Andrews was born and raised in England, where she first came to fame at the age of twelve as a young singer with a phenomenal voice performing on stage and on the radio. She was still a teen when she made her way across the Atlantic to Broadway, for her 1953 debut in the musical The Boy Friend.

In 1956, she created the role of Eliza Doolittle in Alan Jay Lerner and Frederick Loewe’s Broadway musical My Fair Lady, which became an instant classic. In 1961, Julie originated the role of Queen Guinevere in Lerner and Loewe’s musical Camelot.

In 1964, Ms. Andrews was called to Hollywood to play the title role of the magical nanny in Mary Poppins, which earned her an Academy Award. 

In the same year, Andrews starred opposite James Garner in The Americanisation of Emily (1964), for which she was nominated for the BAFTA Award for Best Actress in a Leading Role. A comedy-drama war film set in London during World War II, Andrews has described it as her favourite film, a sentiment shared by her co-star Garner.

The following year she portrayed Maria von Trapp in the iconic film The Sound of Music.

In 1966, Andrews starred in Hawaii, the second highest-grossing film of its year. Also, in 1966, she starred opposite Paul Newman in Torn Curtain, which was directed by Alfred Hitchcock. The following year, she played the title character in Thoroughly Modern Millie (1967), for which she received a Golden Globe nomination. At the time, Thoroughly Modern Millie and Torn Curtain were the biggest and second biggest hits in Universal Pictures history, respectively.

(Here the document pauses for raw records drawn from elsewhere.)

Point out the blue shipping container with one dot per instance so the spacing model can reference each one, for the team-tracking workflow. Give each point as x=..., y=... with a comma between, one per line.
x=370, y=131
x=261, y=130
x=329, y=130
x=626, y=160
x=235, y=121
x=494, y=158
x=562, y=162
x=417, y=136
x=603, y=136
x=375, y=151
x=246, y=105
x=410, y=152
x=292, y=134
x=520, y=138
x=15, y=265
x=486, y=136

Andrews has been honoured for her work in television, beginning with her 1957 performance in the title role of Rodgers and Hammerstein’s musical Cinderella, and many years later starring in her own musical variety series, The Julie Andrews Hour. 

In addition, there were numerous television specials including three with her ‘chum’ Carol Burnett and another with John Denver and Placido Domingo entitled The Sounds of Christmas. Movies made for television include One Special Night with James Garner, Eloise At The Plaza, and Eloise at Christmastime.